At the beginning of summer, hundreds of students at Lyman High School in central Florida went home with yearbooks, ready to look back on the best moments and memories of the school year they had just wrapped up. However, all was not smooth sailing as controversy regarding a particular page focused on LGBTQ identities erupted almost instantaneously.
The page in question was headlined “Words to live by” and featured definitions for various terms describing sexual orientations and gender identities, such as “genderfluid”, “pansexual” and “cisgender”. The definitions were shown alongside photos of students with quotes describing how students across the Lyman campus felt about inclusivity and representation of LGBTQ identities.
“I think [the spread] was valuable,” senior Luke Satterlee said. “It made the students feel safe in their skin and respected by themselves.”
Some parents of students took issue with the spread, claiming that the content was inappropriate and contributed to the sexualization of minors. Enough complaints were made to result in the yearbook being taken under review by the district. The controversy took place almost a year exactly after a separate one regarding the Lyman yearbook’s inclusion of photos from student protests of the Florida HB 1557 bill, dubbed by some as the “Don’t Say Gay” bill.
“I think it’s hypocritical to get mad at the yearbook,” senior Sarah Cillo said. “Hashtag freedom of the press. It’s the right of free speech so I feel like people shouldn’t get upset about one or two pages in the yearbook.”

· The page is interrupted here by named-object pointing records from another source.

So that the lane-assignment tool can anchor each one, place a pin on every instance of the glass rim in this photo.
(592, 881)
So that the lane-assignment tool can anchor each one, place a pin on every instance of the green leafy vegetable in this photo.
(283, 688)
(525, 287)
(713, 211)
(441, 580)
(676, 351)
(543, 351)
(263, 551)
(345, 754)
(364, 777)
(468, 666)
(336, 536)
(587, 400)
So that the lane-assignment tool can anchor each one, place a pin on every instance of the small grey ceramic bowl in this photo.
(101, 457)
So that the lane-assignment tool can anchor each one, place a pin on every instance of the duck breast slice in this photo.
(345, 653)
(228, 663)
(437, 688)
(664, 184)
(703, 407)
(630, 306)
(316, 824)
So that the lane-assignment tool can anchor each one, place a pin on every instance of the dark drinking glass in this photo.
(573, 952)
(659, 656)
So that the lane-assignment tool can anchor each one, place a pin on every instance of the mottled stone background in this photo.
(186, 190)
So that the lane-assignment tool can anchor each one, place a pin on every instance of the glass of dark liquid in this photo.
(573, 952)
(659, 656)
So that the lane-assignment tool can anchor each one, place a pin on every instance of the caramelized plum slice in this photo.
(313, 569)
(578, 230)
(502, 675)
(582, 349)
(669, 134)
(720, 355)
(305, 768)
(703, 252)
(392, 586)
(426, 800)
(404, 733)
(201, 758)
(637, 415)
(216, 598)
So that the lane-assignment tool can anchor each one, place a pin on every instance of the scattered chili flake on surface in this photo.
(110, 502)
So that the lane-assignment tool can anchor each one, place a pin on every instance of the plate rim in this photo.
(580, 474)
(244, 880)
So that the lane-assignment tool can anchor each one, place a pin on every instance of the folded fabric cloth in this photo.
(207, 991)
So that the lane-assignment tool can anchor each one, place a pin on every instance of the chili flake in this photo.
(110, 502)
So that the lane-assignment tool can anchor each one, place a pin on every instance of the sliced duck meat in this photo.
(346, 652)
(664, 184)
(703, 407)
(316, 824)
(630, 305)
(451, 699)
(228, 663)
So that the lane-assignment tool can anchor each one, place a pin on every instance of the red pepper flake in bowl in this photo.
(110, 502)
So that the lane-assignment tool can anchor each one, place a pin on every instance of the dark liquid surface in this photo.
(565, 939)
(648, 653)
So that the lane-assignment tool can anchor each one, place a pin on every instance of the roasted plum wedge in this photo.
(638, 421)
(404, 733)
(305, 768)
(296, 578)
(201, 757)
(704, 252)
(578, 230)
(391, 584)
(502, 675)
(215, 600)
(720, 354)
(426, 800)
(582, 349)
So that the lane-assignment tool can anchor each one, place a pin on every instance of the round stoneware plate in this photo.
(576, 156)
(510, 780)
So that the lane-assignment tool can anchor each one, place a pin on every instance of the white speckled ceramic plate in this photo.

Ultimately, parents were provided with the options of returning the yearbooks for a full refund or requesting an exchange for a re-printed version of the yearbook that did not include the contentious page. With a general agreement over whether or not it is right to feature such divisive topics in a school yearbook still having not been reached, it is possible that issues like this will continue to arise for any publications that try to feature such topics in their content.
“I think the effects of this are pretty negative, only in the aspect of it separating people,” art history teacher Ronni-Marie Villanueva said. “I feel like we should all respect one another, and it doesn’t hurt to understand where someone is coming from, even if you don’t personally believe in those things. We can all just take our biases and put them somewhere else.”